ビッグテック企業は、業者とエンドユーザーを誰よりもよく理解しています。広大な消費者基盤、膨大なデータリポジトリとシステムを有し、これまで以上に細やかに市場の動向を把握することができます。

私たちが消費者として彼らのサービスを利用するのは、利便性の高いオンラインエクスペリエンスが得られるからです。私たちは、プロセスが長すぎたり、過剰な情報提供を求められていると感じると、オンラインでのプロセスをやめてしまいがちです。その一方で、ビッグテックを利用するときにはストレスを感じません。というのも、自分の情報がすでに保存されているので、繰り返し情報を求められたり好みを尋ねられたりしないからです。強力なグローバルブランドであるビッグテックには、知名度が高いという優位性があります。消費者側でもビッグテックに対して、ある程度の信頼感を持っています。というのも、ビッグテックはデジタル分野においての経験が比較的長く、私たちは生活の他の場面で使い慣れているからです。

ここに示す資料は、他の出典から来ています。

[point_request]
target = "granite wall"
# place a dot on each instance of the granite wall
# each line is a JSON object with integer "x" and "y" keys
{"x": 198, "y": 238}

そのため、銀行や金融サービス会社が、ビッグテックが提供するカスタマー・エクスペリエンスの一部となる動きが加速すると考えられます。そのような例は、いくつかの国においてすでに見られます。例えば、中小企業融資の主要経路をAmazonに移している銀行があります。また、Google Payは消費者に銀行サービスを提供するために銀行とパートナーシップを締結しています。銀行・金融セクターとビッグテックの間では今後、「競争」ではなく「協力」の関係が増えていくでしょう。

これは既存の事業者にどのような影響を与えますか?

銀行・金融サービス事業者には、自らの将来について再考し、再定義を行わなければならないとの認識があります。彼らは過去10年以上にわたり、フィンテックやデジタルバンクの脅威にさらされてきました。当初、多くの銀行がこの手強い相手と競争しようとしていました。しかし今日では、ペイメント・フィンテックなどの「ディスラプター」を積極的に自らの顧客手続きのプロセスに迎え入れるか、彼らと効果的に競争できそうなコアビジネスに注力するかのいずれかの選択をしています。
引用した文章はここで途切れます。